Assuming both Tshepo and Charles retire at age 65 and have an investment return of 9% per annum (after fees), these are the results of their actions:
|Preservation fund value at present||R1 900 000||R1 900 000|
|Less withdrawal benefit taken to cover immediate need||–||(R900 000)|
|Amount to keep invested for retirement for the next 20 years||R1 900 000||R1 000 000|
|Preservation fund value at age 65 (in nominal terms)||R10 648 380||R5 604 411|
Making a withdrawal from your retirement fund can make a big dent in your provision for retirement. You’ll have to work longer, contribute more, or be content with much less income at retirement. The better alternative is to plan and save smartly.
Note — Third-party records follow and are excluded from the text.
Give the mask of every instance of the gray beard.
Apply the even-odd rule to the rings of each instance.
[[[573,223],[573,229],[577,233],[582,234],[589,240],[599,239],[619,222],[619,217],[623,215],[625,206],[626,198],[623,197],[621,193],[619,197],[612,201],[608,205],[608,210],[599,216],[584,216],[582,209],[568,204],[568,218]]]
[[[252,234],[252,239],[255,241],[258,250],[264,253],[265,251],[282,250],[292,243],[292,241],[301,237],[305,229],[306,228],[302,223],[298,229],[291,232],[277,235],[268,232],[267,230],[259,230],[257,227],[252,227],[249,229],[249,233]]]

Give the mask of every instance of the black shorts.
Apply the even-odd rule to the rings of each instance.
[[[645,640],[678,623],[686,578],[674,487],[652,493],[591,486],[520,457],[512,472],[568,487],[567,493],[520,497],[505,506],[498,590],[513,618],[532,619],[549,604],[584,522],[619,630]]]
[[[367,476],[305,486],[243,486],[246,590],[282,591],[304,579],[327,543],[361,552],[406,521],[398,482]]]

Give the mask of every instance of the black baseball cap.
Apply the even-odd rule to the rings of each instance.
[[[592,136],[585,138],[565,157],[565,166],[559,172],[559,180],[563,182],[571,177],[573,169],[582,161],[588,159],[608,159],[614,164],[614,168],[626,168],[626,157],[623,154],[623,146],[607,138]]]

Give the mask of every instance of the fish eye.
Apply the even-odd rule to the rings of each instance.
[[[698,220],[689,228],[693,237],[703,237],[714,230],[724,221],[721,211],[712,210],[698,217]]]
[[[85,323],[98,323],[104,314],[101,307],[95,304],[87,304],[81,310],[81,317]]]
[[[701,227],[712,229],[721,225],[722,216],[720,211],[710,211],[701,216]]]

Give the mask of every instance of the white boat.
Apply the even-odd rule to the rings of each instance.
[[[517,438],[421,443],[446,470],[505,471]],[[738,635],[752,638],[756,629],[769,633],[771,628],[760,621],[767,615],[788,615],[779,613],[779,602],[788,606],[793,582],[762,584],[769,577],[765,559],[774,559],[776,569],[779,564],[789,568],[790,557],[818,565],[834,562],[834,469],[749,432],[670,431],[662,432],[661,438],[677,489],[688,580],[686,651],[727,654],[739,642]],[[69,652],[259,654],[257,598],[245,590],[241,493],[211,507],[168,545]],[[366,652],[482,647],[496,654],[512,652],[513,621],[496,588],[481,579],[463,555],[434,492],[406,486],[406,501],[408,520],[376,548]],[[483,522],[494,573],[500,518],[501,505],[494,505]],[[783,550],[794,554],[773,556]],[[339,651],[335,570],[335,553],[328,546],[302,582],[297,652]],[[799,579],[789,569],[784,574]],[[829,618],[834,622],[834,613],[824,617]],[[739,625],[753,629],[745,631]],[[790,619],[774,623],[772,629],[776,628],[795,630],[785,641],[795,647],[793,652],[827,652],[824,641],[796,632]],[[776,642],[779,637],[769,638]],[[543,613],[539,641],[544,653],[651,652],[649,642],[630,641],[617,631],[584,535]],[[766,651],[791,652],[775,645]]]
How to avoid a reduced retirement income
Take the time to set out your financial goals and work out a plan to reach them. The earlier you start, the better, although it is never too late. Make sure you have short-, medium- and long-term savings that form part of different savings pools, and which allow different levels of access. Should you need to make use of your short-term, emergency savings funds along the way, remember to top up your savings pool again. A qualified financial adviser can help you work out which product is best, and which is right for you.
The current pandemic has proven how important it is to have savings to fund your short-term needs and to prevent the need to loot your retirement fund when a crisis looms. By structuring your savings and investments with care, and planning for short-term uncertainty, you can work to prevent one crisis creating another, bigger one when you need to retire one day.